The relaxation of the muscle fibres occurs at two levels:

• Relaxation of the smooth muscle fibres of the superficial clitoral arteries (dorsal arteries) and deep arteries (paraseptal arteries of the corpora cavernosa and their intra-trabecular helicin arteries) by direct action of the parasympathetic fibres on the muscarinic receptors and VIP receptors of these vessels, thus causing their vasodilatation. As a result, a considerable increase of the arterial flow in these vessels occurs, thus allowing the cavernous lacuna to be filled rapidly.

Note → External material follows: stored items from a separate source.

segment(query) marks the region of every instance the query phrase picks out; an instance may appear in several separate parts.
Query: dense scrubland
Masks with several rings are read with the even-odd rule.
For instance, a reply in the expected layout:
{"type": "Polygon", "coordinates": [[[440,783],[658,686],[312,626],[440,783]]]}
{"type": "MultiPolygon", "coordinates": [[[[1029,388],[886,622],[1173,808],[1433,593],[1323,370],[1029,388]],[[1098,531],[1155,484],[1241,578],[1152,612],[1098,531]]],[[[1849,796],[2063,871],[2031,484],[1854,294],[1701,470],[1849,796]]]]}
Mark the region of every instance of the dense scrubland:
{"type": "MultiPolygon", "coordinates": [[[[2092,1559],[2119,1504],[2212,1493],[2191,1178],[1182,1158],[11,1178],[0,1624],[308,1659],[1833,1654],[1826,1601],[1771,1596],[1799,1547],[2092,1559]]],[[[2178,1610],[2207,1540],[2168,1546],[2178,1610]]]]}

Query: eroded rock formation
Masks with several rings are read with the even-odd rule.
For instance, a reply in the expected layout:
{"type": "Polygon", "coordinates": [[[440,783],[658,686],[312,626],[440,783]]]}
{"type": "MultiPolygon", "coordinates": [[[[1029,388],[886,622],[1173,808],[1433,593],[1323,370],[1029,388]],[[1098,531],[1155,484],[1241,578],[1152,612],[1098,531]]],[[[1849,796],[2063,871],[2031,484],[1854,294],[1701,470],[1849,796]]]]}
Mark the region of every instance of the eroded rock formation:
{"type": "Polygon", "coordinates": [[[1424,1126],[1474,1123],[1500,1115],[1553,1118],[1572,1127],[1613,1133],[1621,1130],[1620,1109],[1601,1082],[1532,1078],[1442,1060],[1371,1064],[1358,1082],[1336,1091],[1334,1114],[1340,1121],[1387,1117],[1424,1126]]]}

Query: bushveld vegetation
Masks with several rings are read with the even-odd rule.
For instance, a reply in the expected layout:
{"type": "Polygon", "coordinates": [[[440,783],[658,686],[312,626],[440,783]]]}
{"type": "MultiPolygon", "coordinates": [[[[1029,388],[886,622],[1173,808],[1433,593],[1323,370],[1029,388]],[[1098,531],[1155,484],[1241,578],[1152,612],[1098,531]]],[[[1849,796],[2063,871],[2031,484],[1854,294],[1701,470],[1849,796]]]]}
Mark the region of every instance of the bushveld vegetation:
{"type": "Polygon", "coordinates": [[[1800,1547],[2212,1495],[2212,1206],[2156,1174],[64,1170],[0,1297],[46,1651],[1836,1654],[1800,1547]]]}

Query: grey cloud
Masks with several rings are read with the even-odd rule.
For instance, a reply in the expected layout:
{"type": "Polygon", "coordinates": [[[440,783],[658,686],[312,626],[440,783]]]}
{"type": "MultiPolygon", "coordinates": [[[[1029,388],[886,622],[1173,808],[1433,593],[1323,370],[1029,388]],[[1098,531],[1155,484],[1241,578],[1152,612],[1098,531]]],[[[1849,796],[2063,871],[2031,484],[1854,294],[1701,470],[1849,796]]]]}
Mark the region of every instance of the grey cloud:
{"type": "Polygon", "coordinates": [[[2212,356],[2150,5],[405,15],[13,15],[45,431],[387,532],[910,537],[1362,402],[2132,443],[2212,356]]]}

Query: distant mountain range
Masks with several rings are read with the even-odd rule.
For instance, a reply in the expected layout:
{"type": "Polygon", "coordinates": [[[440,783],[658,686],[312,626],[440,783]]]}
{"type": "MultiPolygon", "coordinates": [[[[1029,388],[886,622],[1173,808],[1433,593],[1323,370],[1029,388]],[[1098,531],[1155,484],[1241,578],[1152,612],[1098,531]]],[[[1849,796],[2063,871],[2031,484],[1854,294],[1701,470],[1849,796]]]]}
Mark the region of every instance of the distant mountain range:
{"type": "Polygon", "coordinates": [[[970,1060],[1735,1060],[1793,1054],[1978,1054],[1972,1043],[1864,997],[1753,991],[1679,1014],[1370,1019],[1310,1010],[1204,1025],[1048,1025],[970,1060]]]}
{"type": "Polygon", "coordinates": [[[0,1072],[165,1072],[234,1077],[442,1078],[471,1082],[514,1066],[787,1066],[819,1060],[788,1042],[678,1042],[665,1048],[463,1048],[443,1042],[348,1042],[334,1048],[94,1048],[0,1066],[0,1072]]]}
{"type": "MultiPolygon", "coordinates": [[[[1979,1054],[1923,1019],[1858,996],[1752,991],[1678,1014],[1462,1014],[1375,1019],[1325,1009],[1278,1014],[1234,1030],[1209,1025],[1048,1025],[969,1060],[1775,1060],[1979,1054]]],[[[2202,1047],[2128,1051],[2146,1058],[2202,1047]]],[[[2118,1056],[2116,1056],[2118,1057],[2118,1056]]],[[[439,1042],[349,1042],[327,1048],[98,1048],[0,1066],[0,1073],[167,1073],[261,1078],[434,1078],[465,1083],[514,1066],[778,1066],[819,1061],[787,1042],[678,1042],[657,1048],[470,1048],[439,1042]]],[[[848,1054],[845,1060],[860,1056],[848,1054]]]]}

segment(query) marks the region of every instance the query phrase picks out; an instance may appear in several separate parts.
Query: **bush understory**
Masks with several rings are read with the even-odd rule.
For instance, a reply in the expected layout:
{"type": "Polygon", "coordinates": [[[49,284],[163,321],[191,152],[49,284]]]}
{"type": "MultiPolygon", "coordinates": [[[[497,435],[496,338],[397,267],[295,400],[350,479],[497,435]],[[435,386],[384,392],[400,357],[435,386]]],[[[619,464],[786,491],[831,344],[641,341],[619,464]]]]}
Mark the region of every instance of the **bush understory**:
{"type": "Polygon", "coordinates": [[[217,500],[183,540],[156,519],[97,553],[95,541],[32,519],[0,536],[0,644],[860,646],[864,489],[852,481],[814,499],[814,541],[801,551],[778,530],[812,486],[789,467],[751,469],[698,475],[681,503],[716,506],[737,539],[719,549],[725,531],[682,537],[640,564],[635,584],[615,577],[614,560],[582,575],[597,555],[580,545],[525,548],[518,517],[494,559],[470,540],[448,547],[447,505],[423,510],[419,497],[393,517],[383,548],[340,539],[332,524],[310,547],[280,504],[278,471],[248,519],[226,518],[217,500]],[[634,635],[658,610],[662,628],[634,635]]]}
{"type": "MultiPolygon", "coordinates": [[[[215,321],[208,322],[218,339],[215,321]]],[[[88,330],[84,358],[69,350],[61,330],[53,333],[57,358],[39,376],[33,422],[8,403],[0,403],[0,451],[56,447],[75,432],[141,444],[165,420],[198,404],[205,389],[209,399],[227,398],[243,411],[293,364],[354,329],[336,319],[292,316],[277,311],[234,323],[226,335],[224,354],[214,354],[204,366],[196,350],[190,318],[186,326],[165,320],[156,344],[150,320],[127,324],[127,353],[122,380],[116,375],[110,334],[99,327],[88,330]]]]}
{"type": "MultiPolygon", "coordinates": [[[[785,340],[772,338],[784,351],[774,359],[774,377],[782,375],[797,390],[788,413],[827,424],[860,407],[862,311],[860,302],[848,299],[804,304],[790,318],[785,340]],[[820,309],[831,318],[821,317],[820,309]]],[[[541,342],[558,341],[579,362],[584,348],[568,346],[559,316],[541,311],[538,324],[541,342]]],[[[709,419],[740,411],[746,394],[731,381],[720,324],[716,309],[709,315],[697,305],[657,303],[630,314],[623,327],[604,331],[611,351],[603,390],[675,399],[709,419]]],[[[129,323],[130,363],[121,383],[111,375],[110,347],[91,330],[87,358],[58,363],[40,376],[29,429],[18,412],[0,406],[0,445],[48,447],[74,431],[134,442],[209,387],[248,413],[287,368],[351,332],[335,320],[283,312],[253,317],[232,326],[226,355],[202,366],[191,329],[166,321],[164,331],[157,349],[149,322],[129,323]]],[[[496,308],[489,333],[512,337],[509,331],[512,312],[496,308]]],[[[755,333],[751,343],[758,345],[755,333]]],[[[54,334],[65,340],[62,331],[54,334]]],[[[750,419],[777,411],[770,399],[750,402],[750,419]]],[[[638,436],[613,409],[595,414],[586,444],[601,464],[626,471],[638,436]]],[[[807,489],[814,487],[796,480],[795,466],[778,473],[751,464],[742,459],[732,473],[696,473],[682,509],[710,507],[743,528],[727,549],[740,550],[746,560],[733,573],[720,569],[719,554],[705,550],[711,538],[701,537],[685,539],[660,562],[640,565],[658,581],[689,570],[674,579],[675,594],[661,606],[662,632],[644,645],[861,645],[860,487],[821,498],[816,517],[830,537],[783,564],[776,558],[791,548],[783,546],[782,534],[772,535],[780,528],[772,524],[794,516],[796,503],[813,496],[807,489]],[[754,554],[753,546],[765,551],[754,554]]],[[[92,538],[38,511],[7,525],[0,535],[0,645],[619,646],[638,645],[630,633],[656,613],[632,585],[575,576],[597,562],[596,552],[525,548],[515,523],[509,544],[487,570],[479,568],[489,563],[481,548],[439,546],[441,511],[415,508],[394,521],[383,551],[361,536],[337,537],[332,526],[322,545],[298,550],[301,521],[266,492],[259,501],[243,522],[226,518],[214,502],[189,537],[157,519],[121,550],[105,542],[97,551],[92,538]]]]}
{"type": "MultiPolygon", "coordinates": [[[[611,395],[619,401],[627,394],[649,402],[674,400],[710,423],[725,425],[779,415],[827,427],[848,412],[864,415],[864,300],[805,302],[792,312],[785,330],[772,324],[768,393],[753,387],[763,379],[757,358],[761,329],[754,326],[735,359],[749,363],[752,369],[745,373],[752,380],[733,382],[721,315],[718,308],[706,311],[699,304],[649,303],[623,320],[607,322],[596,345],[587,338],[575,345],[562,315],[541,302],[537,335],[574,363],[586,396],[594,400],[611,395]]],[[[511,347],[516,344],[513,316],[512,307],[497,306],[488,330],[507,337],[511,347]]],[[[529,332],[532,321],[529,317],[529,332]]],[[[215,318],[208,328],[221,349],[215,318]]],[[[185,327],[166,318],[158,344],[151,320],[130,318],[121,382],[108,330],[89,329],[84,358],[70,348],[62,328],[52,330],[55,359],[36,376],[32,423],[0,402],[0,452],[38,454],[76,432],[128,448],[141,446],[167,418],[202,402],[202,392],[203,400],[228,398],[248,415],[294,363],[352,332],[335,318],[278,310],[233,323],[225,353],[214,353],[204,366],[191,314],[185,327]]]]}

• Relaxation of the smooth muscle fibres of the sinus trabecular walls. These sinuses then open (they become spherical), which is favoured by the relaxation of the collagen fibres of their wall but also by the relaxation of the collagen fibres of the cavernous albuginea. While the corpora cavernosa are being filled, the sub-albugineal veins are pushed back against the internal surface of the albuginea. The corpora cavernosa extend and expand, while their albuginea becomes thin. At the same time, identical phenomena occur in the spongy tissue, and in particular, in the bulbs. They are filled with blood under the effect of the blood flow increase and of the reception of the excess blood from the corpora cavernosa (for which they are used as a spillway), via the pars intermedia network and the direct bulbo-clitoral anastomoses (Fig. 6.8). The cavernous and spongy sinuses are saturated very rapidly, the sub-albugineal veins collapse and the evacuation of intra-sinus blood can no longer occur normally. When the albuginea is at its maximum tension and the filling process is no longer possible (no venous evacuation pathway), rigidity occurs (accentuated by the contraction of the ischiocavernosus muscles) and the clitoris enters into erection.²

Fig. 7.2

Examples of emissary and draining veins of the corpora cavernosa. (a, b) Drainage to the suspensory ligament’s veins (a′, b′: microscopic magnifications of a and b). (c) Communicating vein between the 2 corpora cavernosa (c′: microscopic magnification of c). (d) An example of intra-cavernous vein (usual drainage to the deep vein of clitoris). alb tunica albuginea, cc corpus cavernosum, ev emissary vein, ms median septum, sl suspensory ligament, v draining vein, black arrow transeptal vein, blue arrows they show intra-cavernous veins

7.1.2.3 Detumescence

When sexual excitation decreases, the cyclic guanosine monophosphate is broken down by the type-5 phosphodiesterase, which will gradually cause the retensioning of the smooth muscle fibres through the restoration of the noradrenergic sympathetic nerve tonicity and, consequently, the stimulation of the alpha 1 receptors of the clitoral arteries; the vasoconstriction and reduction of their flow; the restoration of the function of the sub-albugineal veins, which can once again combine with the cavernous veins and the emissary veins of the deep dorsal vein to evacuate sinus blood; the return of the undulations of collagen fibres thanks to the action of the elastic fibres arranged as a bridge; and the restoration of the albuginea’s usual thickness and diameter. Such as we have just observed, the stimulation of the parasympathetic nerve system inhibits the stimulation of the sympathetic nerve system and, vice versa. Current neuroanatomical work tends to show that it is the hypothalamus which ensures the coordination of the two types of activity of the autonomic nervous system.